A operação, de acordo com o ex-capitão, seria de conhecimento
dos superiores do coronel Álvaro
Pinheiro. O Batalhão de Forças Especiais era, à época, diretamente ligado ao gabinete do então ministro do Exército, general Leônidas
Pires Gonçalves.
Procurados pela Folha, nenhum
dos militares citados pelo ex-capitão respondeu à reportagem.
O CML (Comando Militar do
Leste) não autorizou entrevista do
hoje general Álvaro Pinheiro, superior imediato do ex-capitão no
Batalhão de Forças Especiais.
A Folha telefonou seis vezes para
a casa do ex-ministro Leônidas Pires Gonçalves, entre as 11h30 e as
20h30 da sexta-feira. Em todas as
ligações, a reportagem foi informada de que o general não estava.
"O coronel sempre respeitou a
hierarquia. Uma ordem daquelas
não seria dada sem que tivesse sido
passada por seus superiores", afirma Melo Franco.
O ex-capitão diz que a avaliação
do Exército, na época, era que o
então candidato Fernando Collor
de Mello não teria condições de
vencer Lula no segundo turno.
Setores do Exército teriam decidido criar um clima de instabilidade para que o eleitores ainda indecisos optassem por Collor.
""Não se aceitava no Exército a
idéia de bater continência para o
Lula. Qual seria a forma de fazer os
indecisos se voltarem para o Collor? Mostrar uma radicalização.
Explodem-se bancas de revista de
madrugada... Não causa a morte
de ninguém", conta o ex-capitão.
Dalton de Melo Franco afirma
que foi convocado verbalmente
pelo então coronel Álvaro Pinheiro para comandar os atentados.

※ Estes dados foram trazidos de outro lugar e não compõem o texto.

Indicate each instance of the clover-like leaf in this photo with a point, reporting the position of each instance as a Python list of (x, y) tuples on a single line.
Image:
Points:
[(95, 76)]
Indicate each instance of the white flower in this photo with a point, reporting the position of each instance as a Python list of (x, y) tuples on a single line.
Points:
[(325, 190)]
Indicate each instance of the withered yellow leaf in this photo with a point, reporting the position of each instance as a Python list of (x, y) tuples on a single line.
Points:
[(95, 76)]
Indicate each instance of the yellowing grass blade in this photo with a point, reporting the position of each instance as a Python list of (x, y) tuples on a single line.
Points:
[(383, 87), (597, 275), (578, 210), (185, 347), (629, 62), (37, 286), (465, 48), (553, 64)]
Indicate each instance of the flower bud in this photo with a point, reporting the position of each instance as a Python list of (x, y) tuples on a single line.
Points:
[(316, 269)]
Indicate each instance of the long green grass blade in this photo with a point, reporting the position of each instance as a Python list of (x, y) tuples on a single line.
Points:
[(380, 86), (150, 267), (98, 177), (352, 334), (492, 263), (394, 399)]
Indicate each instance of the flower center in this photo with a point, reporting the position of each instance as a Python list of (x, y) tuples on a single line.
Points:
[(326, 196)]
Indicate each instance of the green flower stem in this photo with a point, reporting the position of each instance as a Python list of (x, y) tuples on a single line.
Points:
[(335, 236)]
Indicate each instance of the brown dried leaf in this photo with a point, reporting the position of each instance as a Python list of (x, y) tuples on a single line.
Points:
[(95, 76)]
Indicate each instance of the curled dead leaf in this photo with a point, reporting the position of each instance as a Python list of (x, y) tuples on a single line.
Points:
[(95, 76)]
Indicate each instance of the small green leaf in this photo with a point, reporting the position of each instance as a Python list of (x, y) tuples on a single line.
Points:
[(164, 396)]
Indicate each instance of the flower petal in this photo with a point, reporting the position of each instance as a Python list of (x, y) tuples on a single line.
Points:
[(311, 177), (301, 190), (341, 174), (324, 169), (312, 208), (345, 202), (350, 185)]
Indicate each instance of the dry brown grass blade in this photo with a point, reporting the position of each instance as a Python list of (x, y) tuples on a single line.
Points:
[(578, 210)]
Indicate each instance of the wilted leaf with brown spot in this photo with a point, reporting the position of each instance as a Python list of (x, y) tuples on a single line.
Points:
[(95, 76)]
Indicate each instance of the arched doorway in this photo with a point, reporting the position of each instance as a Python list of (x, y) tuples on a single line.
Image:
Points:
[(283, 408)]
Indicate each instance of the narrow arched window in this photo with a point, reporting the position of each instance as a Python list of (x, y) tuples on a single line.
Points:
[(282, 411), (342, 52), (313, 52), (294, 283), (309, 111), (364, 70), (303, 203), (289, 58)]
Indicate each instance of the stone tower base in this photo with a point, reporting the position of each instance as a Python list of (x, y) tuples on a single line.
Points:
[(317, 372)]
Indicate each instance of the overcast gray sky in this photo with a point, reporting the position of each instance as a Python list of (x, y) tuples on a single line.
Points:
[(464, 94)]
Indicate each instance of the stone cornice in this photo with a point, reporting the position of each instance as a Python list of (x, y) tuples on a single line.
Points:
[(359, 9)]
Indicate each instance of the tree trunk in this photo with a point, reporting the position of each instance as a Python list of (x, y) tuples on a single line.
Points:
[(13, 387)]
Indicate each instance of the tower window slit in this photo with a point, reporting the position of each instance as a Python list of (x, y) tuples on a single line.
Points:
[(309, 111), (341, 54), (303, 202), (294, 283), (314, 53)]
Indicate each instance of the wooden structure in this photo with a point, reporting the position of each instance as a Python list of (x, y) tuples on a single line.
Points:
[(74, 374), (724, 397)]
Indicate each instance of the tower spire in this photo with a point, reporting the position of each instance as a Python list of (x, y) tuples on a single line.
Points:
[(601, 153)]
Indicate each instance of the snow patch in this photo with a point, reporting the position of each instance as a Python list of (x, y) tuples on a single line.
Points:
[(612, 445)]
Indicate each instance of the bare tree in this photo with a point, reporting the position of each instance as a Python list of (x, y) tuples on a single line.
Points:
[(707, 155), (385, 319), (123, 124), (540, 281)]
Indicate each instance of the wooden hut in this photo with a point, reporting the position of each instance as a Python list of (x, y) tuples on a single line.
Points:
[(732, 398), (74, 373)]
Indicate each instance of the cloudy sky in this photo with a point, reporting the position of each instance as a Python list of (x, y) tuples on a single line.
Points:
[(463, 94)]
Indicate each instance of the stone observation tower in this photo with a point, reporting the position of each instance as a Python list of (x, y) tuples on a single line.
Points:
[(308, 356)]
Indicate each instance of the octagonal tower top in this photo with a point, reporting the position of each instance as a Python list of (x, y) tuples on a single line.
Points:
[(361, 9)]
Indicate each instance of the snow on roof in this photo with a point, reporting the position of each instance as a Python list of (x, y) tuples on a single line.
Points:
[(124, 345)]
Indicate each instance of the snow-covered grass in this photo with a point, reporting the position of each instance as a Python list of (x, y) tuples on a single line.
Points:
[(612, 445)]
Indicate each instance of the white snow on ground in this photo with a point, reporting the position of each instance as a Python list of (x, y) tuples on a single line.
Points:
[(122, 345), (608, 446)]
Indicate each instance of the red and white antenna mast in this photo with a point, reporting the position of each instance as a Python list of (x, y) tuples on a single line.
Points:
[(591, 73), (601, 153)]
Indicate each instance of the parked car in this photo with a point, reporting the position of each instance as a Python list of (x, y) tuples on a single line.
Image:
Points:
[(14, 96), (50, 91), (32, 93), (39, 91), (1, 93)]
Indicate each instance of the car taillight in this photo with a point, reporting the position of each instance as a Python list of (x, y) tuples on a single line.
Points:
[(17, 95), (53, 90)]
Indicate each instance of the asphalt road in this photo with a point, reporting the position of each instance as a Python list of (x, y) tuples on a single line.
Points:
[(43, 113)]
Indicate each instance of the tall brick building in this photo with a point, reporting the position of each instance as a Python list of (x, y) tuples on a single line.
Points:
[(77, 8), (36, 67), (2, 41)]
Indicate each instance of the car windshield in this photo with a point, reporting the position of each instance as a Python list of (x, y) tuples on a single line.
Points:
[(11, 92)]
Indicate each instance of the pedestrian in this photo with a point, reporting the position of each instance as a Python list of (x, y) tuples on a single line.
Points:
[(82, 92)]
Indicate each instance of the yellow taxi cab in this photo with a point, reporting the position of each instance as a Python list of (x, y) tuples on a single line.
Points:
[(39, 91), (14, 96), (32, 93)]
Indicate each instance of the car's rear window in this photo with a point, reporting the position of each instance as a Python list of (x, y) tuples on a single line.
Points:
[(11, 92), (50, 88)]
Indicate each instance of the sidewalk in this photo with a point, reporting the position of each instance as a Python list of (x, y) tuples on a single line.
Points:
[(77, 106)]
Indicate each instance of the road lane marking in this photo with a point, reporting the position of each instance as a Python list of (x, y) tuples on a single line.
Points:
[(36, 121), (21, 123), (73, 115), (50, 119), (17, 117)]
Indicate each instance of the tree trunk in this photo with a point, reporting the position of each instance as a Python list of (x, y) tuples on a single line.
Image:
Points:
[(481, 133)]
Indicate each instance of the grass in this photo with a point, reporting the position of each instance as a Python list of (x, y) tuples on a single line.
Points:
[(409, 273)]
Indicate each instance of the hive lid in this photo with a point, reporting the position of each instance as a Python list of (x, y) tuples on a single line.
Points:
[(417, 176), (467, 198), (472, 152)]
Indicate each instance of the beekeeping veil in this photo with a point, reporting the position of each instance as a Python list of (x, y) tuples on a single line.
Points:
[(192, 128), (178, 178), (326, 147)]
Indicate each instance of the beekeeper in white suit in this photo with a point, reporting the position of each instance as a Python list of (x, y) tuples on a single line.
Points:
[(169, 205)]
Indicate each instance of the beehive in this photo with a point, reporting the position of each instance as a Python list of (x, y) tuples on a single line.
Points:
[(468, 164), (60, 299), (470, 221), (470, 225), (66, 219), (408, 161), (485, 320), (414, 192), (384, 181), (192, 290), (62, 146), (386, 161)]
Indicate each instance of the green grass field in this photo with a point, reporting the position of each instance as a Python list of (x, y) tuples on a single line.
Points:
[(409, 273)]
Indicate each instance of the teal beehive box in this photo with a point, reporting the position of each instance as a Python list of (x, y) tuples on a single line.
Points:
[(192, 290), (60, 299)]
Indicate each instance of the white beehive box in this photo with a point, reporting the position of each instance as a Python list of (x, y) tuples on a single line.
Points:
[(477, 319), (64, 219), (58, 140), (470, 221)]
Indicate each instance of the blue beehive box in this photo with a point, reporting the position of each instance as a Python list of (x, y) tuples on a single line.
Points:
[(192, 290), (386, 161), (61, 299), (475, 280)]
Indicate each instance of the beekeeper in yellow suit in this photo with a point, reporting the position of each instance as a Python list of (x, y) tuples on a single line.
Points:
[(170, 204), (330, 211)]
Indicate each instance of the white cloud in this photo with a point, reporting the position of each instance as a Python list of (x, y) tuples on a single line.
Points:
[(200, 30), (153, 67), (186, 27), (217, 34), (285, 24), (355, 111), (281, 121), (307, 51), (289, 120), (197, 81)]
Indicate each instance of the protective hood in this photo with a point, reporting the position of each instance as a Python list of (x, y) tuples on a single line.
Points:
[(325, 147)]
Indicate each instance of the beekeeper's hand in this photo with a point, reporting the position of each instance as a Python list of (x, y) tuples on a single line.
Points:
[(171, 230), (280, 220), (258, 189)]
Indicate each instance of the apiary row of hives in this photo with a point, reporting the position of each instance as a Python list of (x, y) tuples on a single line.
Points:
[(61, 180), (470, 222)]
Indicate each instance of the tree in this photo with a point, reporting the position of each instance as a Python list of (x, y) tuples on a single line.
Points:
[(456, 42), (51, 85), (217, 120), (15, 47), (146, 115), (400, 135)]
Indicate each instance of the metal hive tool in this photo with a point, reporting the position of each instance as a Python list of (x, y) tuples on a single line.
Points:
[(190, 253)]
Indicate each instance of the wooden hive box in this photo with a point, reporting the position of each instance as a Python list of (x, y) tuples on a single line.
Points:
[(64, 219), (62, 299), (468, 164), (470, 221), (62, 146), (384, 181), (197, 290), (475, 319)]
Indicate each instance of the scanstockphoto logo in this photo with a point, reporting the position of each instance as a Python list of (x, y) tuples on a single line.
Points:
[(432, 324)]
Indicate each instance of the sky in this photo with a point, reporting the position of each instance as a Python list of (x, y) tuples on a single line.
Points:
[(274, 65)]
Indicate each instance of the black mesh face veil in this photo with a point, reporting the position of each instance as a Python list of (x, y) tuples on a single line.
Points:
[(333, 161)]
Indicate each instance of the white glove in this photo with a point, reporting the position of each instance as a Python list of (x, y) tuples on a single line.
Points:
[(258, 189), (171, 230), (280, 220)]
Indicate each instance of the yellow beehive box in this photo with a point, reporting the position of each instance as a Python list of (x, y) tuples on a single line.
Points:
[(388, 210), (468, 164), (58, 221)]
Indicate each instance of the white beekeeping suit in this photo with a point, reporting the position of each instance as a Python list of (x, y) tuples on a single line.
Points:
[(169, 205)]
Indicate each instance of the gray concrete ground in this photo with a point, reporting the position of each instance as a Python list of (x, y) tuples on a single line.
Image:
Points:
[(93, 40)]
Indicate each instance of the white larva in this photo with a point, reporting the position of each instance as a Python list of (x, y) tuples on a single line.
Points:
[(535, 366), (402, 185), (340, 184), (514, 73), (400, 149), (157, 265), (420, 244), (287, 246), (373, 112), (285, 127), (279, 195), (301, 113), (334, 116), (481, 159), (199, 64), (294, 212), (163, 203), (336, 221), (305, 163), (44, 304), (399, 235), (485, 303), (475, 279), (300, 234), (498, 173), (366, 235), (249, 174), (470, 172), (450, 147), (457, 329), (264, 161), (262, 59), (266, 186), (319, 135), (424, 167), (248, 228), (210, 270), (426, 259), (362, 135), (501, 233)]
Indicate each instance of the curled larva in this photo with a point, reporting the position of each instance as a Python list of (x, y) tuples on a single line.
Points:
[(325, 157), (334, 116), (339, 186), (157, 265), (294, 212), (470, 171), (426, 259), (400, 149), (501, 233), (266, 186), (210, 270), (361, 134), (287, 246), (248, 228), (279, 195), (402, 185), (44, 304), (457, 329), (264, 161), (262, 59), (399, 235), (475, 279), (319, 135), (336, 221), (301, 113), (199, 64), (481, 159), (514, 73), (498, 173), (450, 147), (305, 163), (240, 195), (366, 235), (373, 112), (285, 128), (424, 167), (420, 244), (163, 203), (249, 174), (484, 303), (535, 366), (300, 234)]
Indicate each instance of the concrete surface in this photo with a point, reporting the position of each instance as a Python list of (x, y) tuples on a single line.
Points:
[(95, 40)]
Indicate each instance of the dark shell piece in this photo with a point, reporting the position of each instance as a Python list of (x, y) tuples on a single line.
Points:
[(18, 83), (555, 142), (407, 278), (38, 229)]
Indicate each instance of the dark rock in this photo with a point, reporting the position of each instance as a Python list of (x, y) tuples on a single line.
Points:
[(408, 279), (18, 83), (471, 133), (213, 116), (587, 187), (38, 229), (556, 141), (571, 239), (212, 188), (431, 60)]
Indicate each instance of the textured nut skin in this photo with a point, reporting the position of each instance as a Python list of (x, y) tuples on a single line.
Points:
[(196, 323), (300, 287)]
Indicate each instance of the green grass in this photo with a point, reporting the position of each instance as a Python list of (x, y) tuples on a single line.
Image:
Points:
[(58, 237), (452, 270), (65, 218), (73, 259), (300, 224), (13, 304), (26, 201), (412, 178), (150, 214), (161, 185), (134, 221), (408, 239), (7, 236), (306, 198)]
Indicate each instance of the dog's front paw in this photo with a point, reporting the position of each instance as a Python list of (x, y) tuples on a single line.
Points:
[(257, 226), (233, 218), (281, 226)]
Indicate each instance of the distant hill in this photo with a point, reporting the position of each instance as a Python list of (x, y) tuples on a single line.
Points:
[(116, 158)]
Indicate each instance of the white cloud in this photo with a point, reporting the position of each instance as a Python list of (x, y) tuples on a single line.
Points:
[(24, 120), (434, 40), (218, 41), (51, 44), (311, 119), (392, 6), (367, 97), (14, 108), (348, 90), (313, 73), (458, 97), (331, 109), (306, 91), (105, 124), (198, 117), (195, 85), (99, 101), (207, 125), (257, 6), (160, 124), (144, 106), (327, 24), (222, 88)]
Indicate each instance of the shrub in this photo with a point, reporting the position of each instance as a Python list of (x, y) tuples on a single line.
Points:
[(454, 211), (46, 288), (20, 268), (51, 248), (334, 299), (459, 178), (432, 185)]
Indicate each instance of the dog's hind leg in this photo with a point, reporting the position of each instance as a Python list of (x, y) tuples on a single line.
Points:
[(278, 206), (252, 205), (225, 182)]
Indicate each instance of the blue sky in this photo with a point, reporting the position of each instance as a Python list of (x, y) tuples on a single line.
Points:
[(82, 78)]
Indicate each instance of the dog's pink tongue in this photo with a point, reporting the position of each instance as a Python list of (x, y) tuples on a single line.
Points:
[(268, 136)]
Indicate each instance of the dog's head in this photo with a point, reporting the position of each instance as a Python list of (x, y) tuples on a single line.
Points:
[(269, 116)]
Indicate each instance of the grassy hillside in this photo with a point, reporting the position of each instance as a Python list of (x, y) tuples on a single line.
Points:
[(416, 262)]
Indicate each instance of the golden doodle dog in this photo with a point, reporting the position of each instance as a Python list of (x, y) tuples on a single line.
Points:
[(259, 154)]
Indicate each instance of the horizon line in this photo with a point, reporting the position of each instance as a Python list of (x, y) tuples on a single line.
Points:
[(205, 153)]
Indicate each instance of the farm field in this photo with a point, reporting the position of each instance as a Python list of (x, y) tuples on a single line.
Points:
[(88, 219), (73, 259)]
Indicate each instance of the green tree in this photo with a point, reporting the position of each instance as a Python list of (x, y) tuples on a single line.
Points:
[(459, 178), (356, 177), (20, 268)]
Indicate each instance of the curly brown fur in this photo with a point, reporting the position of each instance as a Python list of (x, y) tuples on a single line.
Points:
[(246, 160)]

Como discordava da missão, ele
diz ter pedido a ordem por escrito.
"Era uma operação irregular, e a
ordem nunca viria por escrito."
E não veio. Pouco depois do primeiro turno das eleições presidenciais -em 15 de novembro-, algumas explosões aconteceram em
bancas do centro do Rio, mas Melo
Franco diz não ter participado dessas ações.
O então secretário estadual de
Polícia Civil do Rio, Hélio Saboya,
disse à Folha lembrar de poucos
atentados. "Deve ter ocorrido em
uma ou duas bancas e sem resultado trágico. Foi determinada a investigação, mas é um tipo de crime
de difícil apuração. É claro que havia ali qualquer coisa relacionada
com reação política, não se explode uma banca de jornal sem motivo", afirmou o ex-secretário.
Melo Franco diz não saber quem
foi o responsável pelas explosões.
"O Batalhão de Forças Especiais
era composto por poucas pessoas
(12 oficiais e sete sargentos). E cada
um desses elementos tem personalidades diferentes. Da mesma forma que eu fui radicalmente contra
-e aí eu vou até o inferno atrás-,
outros eram a favor. A gente
aprende nas Forças Especiais a não
falar muito, a ser sempre reservado. Para não criar documentos
contra você mesmo, contra a sua
família. Minha família nunca soube das operações que eu estava fazendo. Noventa e nove por cento
dos Forças Especiais, eu tenho certeza, fazem isso."
As declarações do ex-capitão não
se restringem à área política.
Ele afirma que, infiltrados, componentes das Forças Especiais enfrentaram traficantes do Rio de Janeiro.
Encarregados de, no final dos
anos 80, fazer um levantamento de
informações sobre o tráfico no
Rio, as Forças Especiais teriam subido os morros cariocas. Subiam
armados, durante a madrugada,
com máscaras nos rostos -como
se fossem quadrilhas invadindo
uma área rival.
As Forças Especiais envolveram-se também, de acordo com o ex-capitão, com a morte do traficante
Antônio José Nicolau, o Toninho
Turco, em fevereiro de 1989, na
ação policial conhecida como
"Operação Mosaico".
A "Mosaico" foi também o início
de uma estreita colaboração, de
acordo com o ex-capitão, entre o
Batalhão de Forças Especiais e os
banqueiros do jogo do bicho.
Incomodados com o crescimento dos negócios de Toninho Turco,
o que estaria atrapalhando o movimento do bicho, os banqueiros teriam começado a passar informações para as Forças Especiais.
A "estreita colaboração" evoluiu,
de acordo com Melo Franco, para
o empréstimo, pelos bicheiros, de
munição para operações irregulares -como a explosão, em maio
de 1989, do monumento em homenagem aos três operários mortos
na invasão do Exército na usina da
CSN (Companhia Siderúrgica Nacional), em Volta Redonda(RJ),
em novembro de 1988, e dos atentados às bancas de jornais.